Computer systems rely on video compression and decompression for video storage/playback and video teleconferencing applications. The objective typically is to reduce the number of transmitted or stored bits needed to represent the original signal while minimizing the loss in resolution when decompressed. By balancing these competing factors, video teleconferencing and other real-time video transfer, for example, can be accomplished within the bandwidth restrictions imposed by local area networks, wide area networks, internetworks, and circuit-switched telephone networks, such as integrated services data network (ISDN) lines or standard telephone lines (POTS).
In order to optimize the bit rate/resolution trade-off, many compression/decompression algorithms are computationally intensive, especially when considering their real-time operation. The three most common compression standards are: MPEG standard developed by the Moving Pictures Experts Group, JPEG standard developed by the Joint Pictures Experts Group, and the H.26x video teleconferencing standard. Each uses a variety of encoding techniques simultaneously on the frames of video data. Specifically, the MPEG and the H.26x standards implement a combination of spatial, temporal, and entropy encoding, while the JPEG standard uses only spatial and entropy encoding.
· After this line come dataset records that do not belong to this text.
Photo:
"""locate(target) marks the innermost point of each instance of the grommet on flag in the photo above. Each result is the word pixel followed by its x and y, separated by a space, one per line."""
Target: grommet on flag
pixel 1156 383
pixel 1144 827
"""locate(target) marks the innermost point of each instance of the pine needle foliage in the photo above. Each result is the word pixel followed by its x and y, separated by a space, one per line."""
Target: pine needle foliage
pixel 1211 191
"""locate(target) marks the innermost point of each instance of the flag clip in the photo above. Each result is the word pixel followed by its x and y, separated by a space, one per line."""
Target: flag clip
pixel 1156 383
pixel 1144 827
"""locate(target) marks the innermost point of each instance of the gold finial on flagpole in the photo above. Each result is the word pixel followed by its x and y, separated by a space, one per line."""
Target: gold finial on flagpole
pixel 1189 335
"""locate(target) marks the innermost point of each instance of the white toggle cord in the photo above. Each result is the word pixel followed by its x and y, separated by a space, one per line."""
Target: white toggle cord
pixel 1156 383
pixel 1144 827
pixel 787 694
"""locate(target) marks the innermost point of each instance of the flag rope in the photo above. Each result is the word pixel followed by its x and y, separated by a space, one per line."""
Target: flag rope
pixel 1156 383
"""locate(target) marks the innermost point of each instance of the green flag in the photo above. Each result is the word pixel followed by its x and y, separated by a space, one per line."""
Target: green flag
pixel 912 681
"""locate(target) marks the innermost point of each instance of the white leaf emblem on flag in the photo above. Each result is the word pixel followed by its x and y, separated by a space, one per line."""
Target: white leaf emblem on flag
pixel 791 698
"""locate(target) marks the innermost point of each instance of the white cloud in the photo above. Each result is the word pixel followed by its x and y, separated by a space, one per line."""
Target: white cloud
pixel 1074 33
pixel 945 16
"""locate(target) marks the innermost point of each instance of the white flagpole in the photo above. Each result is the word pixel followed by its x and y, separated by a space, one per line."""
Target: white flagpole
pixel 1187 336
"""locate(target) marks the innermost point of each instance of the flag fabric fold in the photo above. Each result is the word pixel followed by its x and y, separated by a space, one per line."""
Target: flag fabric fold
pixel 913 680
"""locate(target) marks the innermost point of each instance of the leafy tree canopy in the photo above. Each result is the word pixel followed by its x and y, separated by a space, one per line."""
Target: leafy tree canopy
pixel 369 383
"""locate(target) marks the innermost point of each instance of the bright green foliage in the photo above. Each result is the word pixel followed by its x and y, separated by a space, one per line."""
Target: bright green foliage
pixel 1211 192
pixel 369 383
Generally, there have been three hardware approaches to handling the computational tasks required by video compression/decompression in the context of modern computer, and specifically personal computer/workstation, systems. For example, the central processing unit (CPU) of the computer can perform all of the operations necessary to execute the compression/decompression algorithms. In contrast, at the other end of the spectrum, dedicated compression/decompression hardware can be placed in the computer that is optimized for the task. Finally, a compression co-processor, typically located in a card in the computer system, can be installed, which shares the task of compression/decompression with the central processing unit. One example of hardware designed for the last approach is the DECchip 21230 designed by Digital Equipment Corporation.
There are technical and/or practical problems associated with each of the typical approaches. The CPU is generally not well optimized for handling pixel-granularity video data. Many times the data units are eight bits or less, whereas the CPU is generally designed for 32 or 64 bit wide data paths. Single instruction multiple data architectures (SIMD) are typically better adapted to handle these kinds of operations where a common series of operations are performed on many pixels of data. Dedicated compression hardware utilizes these SIMD architectures and consequently works well, but is typically too expensive for the consumer/small business environments. Many times the compression hardware alone will exceed the cost of the average desktop machine. Finally, the compression co-processor approach provides a better price/performance trade-off but is still an expensive hardware upgrade in an increasingly commoditized computer market.
A parallel trend in the computer industry is the combination of video capture and video control capabilities on a single card. As a result, these cards typically have a video output port to control the monitor and video-inputs for receiving RGB, NTSC, and/or PAL encoded video signals.